Existing law provides two distinct FBAR civil penalty regimes—one for willful failure to file and another for non-willful failures. To complicate matters, failures occurring before October 23, 2004, are subject to one set of rules, and failures occurring later have different rules. Willful violations that occurred before October, 2004, can be subject to a penalty of 100% of the account balance, up to a maximum of $100,000 per violation. The 2004 changes increased the potential civil penalty to the greater of $100,000, or 50% of the account balance per violation.

Under the programs’ directives, IRS agents must use the maximum willful-FBAR penalties in the comparison-test against the 20% or the 25% compliance penalty. No surprise—the 20% or 25% always comes out to a lower amount. That’s what participants have been required to pay to get a closing agreement.

By contrast, the non-willful FBAR penalties may not exceed $10,000 per violation. Further, the Internal Revenue Manual includes detailed guidelines for revenue agents permitting them to reduce the penalties in appropriate cases, and even to issue an “FBAR warning letter” in lieu of any monetary penalties.

What should I do now?

If you have made a voluntary disclosure under either the 2009 or the 2011 program and signed off on your closing agreement, you should review whether you may have been eligible for lower FBAR penalties under existing law. If so, you should consider filing a refund claim. Assuming the IRS either denies the claim or fails to respond, you will be entitled to seek the refund through litigation.

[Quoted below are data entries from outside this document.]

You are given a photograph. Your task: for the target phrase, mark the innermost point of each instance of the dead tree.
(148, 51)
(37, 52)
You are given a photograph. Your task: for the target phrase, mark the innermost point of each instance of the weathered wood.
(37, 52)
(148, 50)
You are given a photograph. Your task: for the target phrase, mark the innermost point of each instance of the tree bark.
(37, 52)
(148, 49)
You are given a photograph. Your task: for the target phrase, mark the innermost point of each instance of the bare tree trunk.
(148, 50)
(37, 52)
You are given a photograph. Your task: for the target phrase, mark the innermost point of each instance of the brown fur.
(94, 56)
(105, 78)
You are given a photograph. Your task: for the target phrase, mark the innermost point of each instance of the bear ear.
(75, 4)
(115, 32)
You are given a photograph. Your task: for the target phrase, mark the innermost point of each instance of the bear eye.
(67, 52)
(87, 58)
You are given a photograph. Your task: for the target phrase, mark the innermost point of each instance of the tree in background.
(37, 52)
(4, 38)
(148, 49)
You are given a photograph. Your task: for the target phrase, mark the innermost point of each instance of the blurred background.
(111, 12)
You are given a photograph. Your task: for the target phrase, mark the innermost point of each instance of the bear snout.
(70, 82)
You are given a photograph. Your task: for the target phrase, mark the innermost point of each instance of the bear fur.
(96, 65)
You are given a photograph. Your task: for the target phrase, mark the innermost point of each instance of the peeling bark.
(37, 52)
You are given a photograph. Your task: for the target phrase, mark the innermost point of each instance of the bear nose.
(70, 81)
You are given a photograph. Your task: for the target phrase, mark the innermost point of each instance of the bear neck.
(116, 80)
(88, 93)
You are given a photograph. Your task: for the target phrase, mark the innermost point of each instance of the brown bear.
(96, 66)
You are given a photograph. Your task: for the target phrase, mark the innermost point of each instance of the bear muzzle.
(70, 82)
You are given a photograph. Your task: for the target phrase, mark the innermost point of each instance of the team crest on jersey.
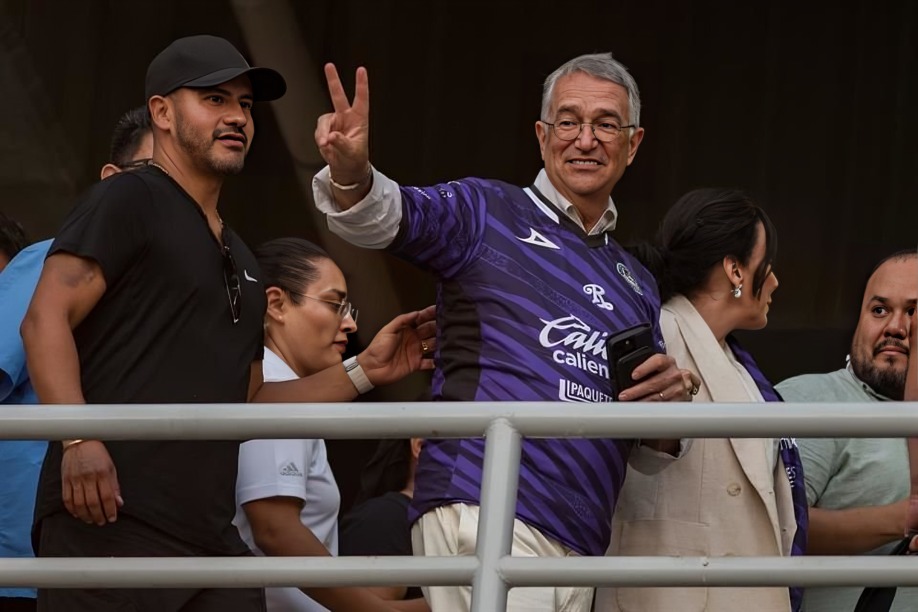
(626, 274)
(597, 292)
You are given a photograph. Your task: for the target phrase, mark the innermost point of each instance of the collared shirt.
(374, 221)
(606, 221)
(840, 386)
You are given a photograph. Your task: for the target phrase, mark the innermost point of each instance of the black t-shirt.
(378, 527)
(163, 332)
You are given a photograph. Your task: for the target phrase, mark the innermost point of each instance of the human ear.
(277, 303)
(109, 170)
(160, 111)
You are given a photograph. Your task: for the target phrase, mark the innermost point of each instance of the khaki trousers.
(452, 531)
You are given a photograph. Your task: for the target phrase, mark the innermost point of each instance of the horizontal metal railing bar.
(202, 572)
(710, 571)
(457, 419)
(98, 572)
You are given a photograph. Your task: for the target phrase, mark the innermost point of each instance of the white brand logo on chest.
(626, 274)
(597, 292)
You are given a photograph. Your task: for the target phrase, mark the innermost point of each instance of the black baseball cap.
(205, 61)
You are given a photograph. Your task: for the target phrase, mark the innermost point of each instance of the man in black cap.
(147, 297)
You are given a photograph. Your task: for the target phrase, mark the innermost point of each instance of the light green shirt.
(849, 473)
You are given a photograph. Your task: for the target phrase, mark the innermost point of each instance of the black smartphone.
(625, 351)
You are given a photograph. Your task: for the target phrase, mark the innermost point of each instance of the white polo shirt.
(288, 468)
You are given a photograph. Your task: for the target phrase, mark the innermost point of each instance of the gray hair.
(599, 65)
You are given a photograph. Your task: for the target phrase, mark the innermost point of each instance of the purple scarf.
(789, 455)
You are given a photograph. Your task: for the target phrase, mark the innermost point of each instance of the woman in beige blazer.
(725, 497)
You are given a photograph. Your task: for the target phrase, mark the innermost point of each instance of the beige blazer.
(720, 499)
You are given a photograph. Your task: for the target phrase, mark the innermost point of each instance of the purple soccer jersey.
(525, 302)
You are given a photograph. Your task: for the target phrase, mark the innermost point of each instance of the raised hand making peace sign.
(343, 137)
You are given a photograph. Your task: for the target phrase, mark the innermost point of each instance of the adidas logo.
(537, 239)
(291, 470)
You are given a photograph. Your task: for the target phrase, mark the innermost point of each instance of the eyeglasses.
(137, 163)
(231, 278)
(604, 131)
(342, 308)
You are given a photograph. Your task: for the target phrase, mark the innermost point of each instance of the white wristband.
(357, 375)
(350, 186)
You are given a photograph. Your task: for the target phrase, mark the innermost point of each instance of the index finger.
(107, 494)
(361, 104)
(336, 89)
(658, 362)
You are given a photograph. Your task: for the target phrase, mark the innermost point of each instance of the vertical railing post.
(496, 514)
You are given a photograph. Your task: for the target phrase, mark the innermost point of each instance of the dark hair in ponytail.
(289, 264)
(698, 231)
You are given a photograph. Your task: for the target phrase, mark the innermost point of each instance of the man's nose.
(897, 326)
(586, 139)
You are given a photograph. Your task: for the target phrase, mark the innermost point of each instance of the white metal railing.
(492, 571)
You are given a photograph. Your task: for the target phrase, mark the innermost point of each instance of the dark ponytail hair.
(289, 264)
(698, 231)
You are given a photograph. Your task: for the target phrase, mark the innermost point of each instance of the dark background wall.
(809, 106)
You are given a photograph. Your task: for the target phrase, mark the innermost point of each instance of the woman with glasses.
(725, 497)
(286, 494)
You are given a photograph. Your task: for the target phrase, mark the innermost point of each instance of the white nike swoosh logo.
(537, 239)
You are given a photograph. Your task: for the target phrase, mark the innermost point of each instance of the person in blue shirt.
(20, 460)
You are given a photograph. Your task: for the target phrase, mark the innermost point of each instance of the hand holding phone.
(625, 351)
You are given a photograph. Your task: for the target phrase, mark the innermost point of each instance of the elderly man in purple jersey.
(531, 284)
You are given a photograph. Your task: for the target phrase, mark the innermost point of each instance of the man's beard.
(883, 378)
(200, 149)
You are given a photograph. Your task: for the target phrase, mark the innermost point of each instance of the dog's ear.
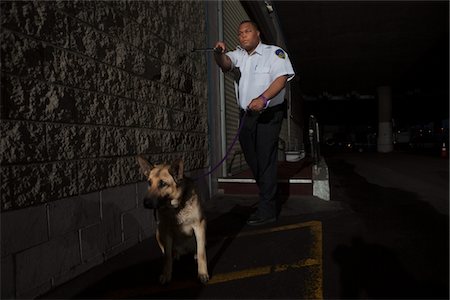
(145, 165)
(177, 169)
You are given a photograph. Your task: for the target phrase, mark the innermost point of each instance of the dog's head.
(163, 183)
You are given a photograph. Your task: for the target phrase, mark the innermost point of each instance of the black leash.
(242, 121)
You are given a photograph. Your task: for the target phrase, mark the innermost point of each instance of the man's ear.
(177, 169)
(146, 167)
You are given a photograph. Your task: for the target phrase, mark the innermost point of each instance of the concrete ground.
(383, 234)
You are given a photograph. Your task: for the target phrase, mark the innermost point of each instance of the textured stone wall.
(85, 86)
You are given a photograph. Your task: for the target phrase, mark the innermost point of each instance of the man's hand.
(257, 104)
(220, 45)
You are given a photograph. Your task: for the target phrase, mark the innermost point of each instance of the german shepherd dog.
(181, 223)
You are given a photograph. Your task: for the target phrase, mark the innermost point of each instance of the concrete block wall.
(85, 87)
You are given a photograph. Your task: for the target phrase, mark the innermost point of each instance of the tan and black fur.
(181, 222)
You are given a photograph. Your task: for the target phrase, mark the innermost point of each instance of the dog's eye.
(162, 184)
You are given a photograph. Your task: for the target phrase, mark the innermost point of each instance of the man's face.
(248, 36)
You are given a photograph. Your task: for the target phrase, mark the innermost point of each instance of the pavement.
(383, 234)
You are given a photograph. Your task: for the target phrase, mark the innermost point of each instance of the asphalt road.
(383, 234)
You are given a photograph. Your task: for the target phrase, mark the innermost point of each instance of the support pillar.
(384, 143)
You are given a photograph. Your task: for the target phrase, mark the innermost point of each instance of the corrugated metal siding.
(233, 14)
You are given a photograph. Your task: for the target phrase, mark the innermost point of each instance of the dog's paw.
(203, 278)
(165, 278)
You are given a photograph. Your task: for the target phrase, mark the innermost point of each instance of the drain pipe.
(222, 91)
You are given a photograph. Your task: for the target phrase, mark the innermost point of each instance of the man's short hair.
(251, 22)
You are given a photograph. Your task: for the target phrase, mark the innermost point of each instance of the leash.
(228, 151)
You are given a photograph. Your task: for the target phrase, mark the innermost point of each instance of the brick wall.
(85, 86)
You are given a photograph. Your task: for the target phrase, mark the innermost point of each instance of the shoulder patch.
(280, 53)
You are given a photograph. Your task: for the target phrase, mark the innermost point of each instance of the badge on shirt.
(280, 53)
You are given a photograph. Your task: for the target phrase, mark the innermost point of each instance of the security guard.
(261, 72)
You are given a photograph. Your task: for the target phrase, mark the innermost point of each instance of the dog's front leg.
(200, 236)
(166, 275)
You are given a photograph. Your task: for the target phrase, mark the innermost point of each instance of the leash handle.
(242, 121)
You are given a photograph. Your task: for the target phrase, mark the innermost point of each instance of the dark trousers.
(259, 142)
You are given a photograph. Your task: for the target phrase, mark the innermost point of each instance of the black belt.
(268, 110)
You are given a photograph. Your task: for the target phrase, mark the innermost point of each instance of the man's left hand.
(257, 105)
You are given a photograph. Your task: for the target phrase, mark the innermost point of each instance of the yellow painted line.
(225, 277)
(254, 272)
(314, 288)
(282, 228)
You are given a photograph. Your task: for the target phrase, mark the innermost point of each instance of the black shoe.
(256, 220)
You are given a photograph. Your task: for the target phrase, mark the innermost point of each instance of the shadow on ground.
(404, 251)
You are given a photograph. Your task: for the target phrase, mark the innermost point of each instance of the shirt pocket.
(262, 75)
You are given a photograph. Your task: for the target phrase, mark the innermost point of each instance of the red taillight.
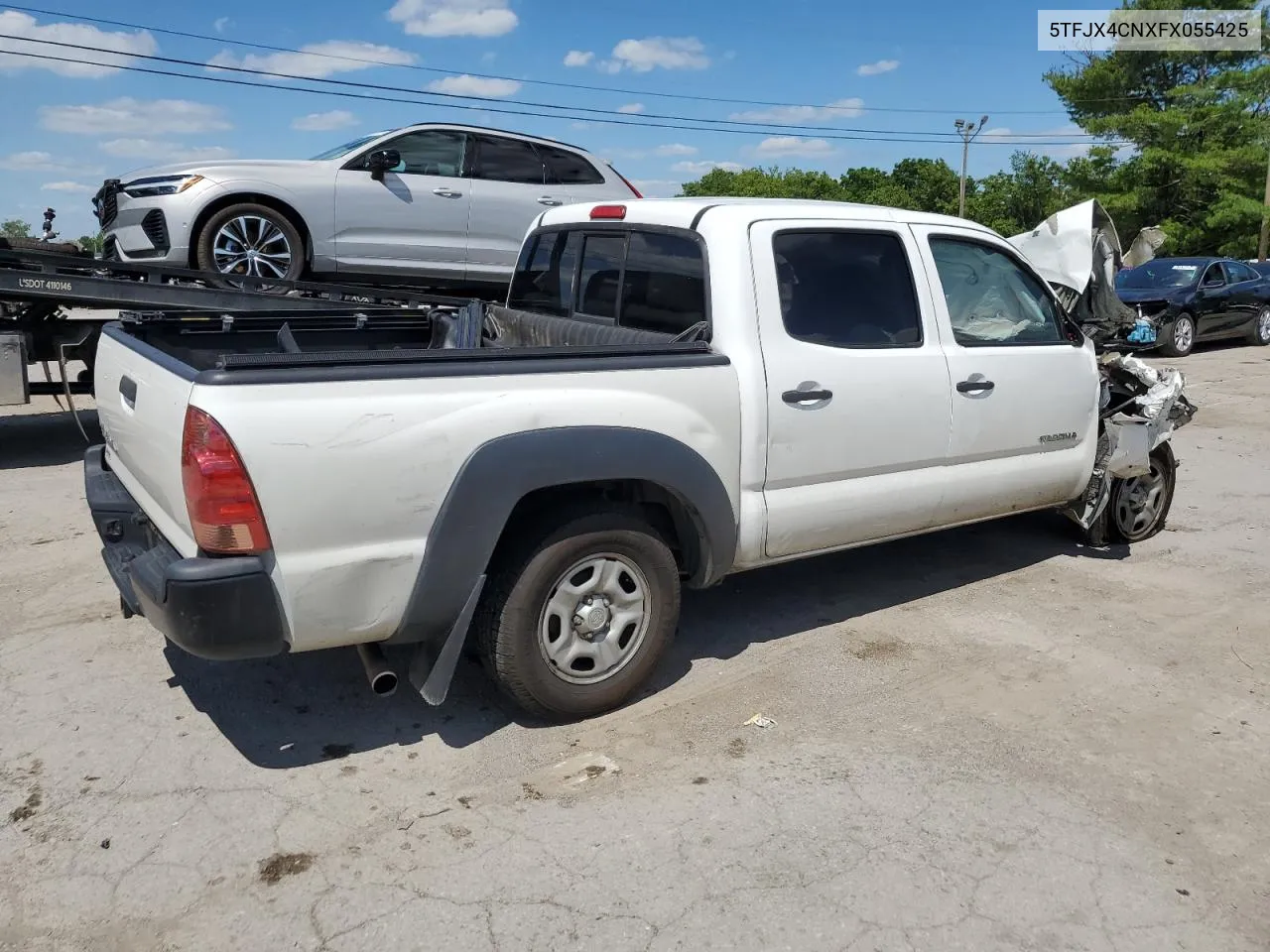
(627, 182)
(222, 507)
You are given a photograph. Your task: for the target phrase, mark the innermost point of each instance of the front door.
(509, 190)
(1025, 397)
(857, 388)
(412, 221)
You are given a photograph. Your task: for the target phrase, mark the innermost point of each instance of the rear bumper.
(216, 608)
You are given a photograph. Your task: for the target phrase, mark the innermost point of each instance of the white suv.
(434, 200)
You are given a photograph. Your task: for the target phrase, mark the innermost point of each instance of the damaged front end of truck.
(1127, 499)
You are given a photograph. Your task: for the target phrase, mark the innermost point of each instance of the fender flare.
(499, 474)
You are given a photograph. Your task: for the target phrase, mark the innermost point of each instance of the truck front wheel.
(1139, 506)
(575, 619)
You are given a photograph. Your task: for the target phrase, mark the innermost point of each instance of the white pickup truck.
(677, 390)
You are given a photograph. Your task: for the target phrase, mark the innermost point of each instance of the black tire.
(1121, 520)
(249, 211)
(516, 604)
(1169, 336)
(1259, 334)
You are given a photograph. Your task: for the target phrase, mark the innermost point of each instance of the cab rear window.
(630, 277)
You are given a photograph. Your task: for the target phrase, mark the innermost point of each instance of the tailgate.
(141, 398)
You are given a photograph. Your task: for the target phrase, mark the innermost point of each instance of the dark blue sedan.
(1199, 298)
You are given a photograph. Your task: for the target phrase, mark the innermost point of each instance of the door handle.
(807, 397)
(974, 386)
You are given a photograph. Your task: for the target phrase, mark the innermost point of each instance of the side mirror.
(382, 162)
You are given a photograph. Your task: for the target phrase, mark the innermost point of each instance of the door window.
(1241, 272)
(508, 160)
(544, 277)
(991, 298)
(846, 289)
(431, 153)
(566, 168)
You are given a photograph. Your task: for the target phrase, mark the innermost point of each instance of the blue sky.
(68, 125)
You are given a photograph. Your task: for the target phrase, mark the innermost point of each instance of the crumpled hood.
(1134, 296)
(220, 169)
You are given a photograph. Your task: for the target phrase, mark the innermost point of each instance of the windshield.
(1159, 275)
(344, 149)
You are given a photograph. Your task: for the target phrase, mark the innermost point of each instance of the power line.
(488, 103)
(588, 87)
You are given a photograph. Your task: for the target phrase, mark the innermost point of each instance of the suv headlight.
(160, 185)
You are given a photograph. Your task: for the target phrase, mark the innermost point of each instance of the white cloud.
(876, 68)
(467, 85)
(453, 18)
(658, 188)
(324, 122)
(126, 114)
(159, 153)
(703, 167)
(657, 53)
(66, 186)
(19, 24)
(837, 109)
(792, 146)
(318, 60)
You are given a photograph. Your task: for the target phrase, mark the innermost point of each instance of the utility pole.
(968, 131)
(1265, 221)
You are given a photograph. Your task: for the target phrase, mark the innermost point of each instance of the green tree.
(1198, 127)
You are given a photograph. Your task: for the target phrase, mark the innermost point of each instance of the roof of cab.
(690, 212)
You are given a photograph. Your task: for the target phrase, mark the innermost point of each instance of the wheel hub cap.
(594, 619)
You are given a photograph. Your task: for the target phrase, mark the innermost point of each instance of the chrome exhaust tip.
(381, 678)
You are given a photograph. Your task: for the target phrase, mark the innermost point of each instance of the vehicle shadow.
(298, 710)
(45, 438)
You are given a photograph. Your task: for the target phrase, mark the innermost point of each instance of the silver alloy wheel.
(1184, 334)
(594, 619)
(1141, 500)
(252, 246)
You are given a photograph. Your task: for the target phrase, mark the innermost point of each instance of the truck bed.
(213, 348)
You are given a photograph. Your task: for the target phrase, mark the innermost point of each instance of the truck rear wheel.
(575, 620)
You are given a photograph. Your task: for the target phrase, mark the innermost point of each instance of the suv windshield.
(344, 149)
(1159, 275)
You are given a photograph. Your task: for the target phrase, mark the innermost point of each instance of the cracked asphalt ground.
(989, 739)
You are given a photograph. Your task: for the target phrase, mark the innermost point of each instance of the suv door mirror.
(381, 162)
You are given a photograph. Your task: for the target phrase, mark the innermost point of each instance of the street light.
(968, 131)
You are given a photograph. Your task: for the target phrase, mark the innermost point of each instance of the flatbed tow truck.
(55, 298)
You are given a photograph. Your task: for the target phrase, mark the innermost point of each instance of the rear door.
(1213, 302)
(1024, 393)
(1246, 291)
(857, 386)
(416, 218)
(509, 190)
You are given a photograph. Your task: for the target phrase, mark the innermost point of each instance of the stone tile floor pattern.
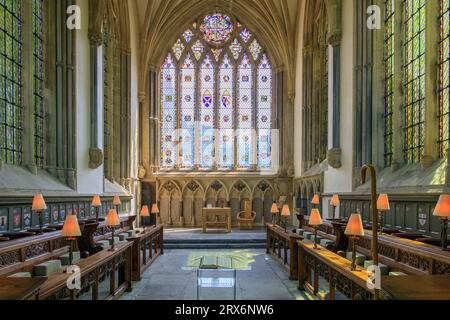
(168, 279)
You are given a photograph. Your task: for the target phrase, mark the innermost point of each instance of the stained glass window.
(226, 115)
(245, 114)
(169, 114)
(216, 100)
(264, 113)
(38, 68)
(389, 54)
(444, 110)
(414, 69)
(11, 81)
(187, 113)
(207, 112)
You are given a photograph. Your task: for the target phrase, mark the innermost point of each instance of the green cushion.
(104, 243)
(397, 274)
(326, 242)
(307, 235)
(65, 258)
(131, 233)
(123, 236)
(360, 259)
(116, 240)
(384, 269)
(47, 268)
(21, 275)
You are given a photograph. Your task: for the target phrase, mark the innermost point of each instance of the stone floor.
(213, 234)
(261, 279)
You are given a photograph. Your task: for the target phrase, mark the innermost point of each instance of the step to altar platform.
(179, 238)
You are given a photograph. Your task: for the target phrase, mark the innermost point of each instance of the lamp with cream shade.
(442, 211)
(112, 221)
(335, 202)
(315, 200)
(274, 211)
(382, 206)
(71, 230)
(39, 206)
(96, 203)
(354, 230)
(285, 213)
(315, 221)
(155, 212)
(145, 213)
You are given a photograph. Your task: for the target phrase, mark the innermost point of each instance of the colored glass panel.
(207, 114)
(414, 69)
(38, 75)
(389, 56)
(169, 114)
(187, 113)
(444, 83)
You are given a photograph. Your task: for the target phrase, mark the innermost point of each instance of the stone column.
(334, 9)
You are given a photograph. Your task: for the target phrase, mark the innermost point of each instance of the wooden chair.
(247, 217)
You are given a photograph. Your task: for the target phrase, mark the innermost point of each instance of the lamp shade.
(155, 209)
(316, 200)
(71, 227)
(354, 226)
(38, 203)
(112, 220)
(116, 201)
(274, 209)
(145, 212)
(286, 212)
(96, 201)
(335, 201)
(443, 207)
(383, 203)
(315, 219)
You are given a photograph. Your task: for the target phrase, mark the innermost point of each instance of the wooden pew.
(283, 247)
(104, 276)
(146, 248)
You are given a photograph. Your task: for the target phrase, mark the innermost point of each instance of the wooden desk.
(333, 268)
(20, 288)
(416, 287)
(220, 212)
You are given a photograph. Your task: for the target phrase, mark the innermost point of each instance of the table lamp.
(145, 213)
(112, 221)
(316, 200)
(285, 213)
(354, 230)
(382, 207)
(70, 231)
(39, 207)
(335, 202)
(155, 212)
(315, 221)
(274, 212)
(442, 211)
(96, 203)
(116, 202)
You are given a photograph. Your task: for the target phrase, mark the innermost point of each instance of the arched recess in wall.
(315, 84)
(109, 28)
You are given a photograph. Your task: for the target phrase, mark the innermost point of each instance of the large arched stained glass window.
(216, 99)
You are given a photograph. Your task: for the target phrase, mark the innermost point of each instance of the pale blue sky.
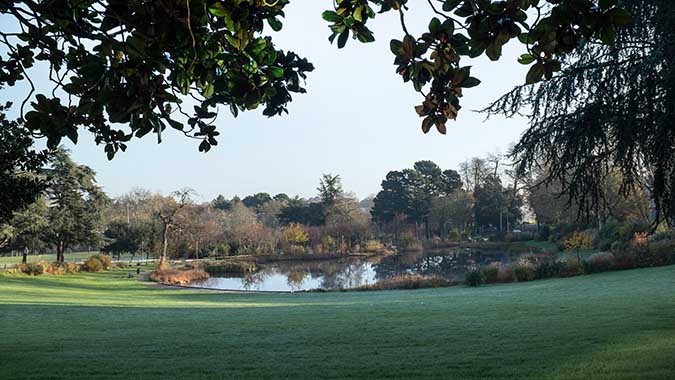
(356, 120)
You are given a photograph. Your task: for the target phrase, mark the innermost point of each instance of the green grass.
(73, 256)
(618, 325)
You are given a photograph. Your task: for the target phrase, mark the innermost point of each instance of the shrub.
(56, 269)
(599, 262)
(490, 273)
(296, 234)
(105, 260)
(625, 259)
(92, 264)
(173, 276)
(34, 269)
(657, 253)
(544, 233)
(549, 268)
(524, 271)
(571, 267)
(408, 241)
(505, 274)
(473, 277)
(373, 246)
(663, 235)
(235, 267)
(295, 250)
(407, 282)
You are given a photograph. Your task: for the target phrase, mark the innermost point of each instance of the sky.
(356, 120)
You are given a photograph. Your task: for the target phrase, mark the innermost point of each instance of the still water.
(353, 271)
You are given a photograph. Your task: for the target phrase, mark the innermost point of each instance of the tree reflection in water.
(353, 271)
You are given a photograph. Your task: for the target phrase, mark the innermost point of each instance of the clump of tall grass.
(407, 282)
(231, 267)
(173, 276)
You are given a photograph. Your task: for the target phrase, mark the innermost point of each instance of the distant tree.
(270, 212)
(168, 214)
(245, 234)
(367, 203)
(124, 237)
(256, 201)
(610, 108)
(346, 221)
(20, 167)
(296, 234)
(300, 211)
(330, 188)
(452, 181)
(199, 224)
(454, 211)
(29, 227)
(282, 197)
(221, 203)
(578, 241)
(493, 205)
(76, 205)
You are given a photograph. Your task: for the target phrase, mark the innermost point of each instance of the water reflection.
(353, 272)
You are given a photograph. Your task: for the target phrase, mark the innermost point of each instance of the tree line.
(485, 197)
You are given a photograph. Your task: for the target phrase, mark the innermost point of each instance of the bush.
(92, 264)
(571, 267)
(660, 252)
(408, 241)
(473, 277)
(235, 267)
(544, 233)
(105, 261)
(34, 269)
(625, 259)
(524, 271)
(549, 268)
(599, 262)
(407, 282)
(178, 276)
(490, 273)
(295, 250)
(505, 274)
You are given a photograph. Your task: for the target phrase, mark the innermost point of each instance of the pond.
(352, 272)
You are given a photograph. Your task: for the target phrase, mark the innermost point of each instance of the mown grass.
(72, 256)
(618, 325)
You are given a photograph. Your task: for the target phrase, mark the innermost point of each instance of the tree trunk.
(165, 242)
(60, 248)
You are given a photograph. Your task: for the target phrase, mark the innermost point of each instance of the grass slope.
(618, 325)
(70, 256)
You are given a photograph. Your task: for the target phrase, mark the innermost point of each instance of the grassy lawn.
(71, 256)
(618, 325)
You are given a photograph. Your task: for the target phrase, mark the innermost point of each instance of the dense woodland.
(418, 207)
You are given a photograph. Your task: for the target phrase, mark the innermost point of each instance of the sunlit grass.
(618, 325)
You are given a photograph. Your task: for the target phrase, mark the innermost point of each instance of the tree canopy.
(611, 107)
(125, 68)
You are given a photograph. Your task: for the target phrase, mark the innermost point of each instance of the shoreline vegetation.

(Note that merely being eligible for the lower FBAR penalty does not assure that you would have qualified for it. Check the penalty rules in Section 4.26.16 of the Internal Revenue Manual, available on this website.)

If you have made a voluntary disclosure under either the 2009 or 2011 program but you have not yet signed off on your closing agreement, don’t sign until you consider the lower FBAR penalties.

If you’ve been thinking about making a voluntary disclosure but have not yet done so, a new 2012 program has just been announced with no deadline for filing. You can start working on the disclosure now, with the assurance that someone ahead of you in line will resolve this FBAR penalty issue before your case is actually reviewed by an IRS agent.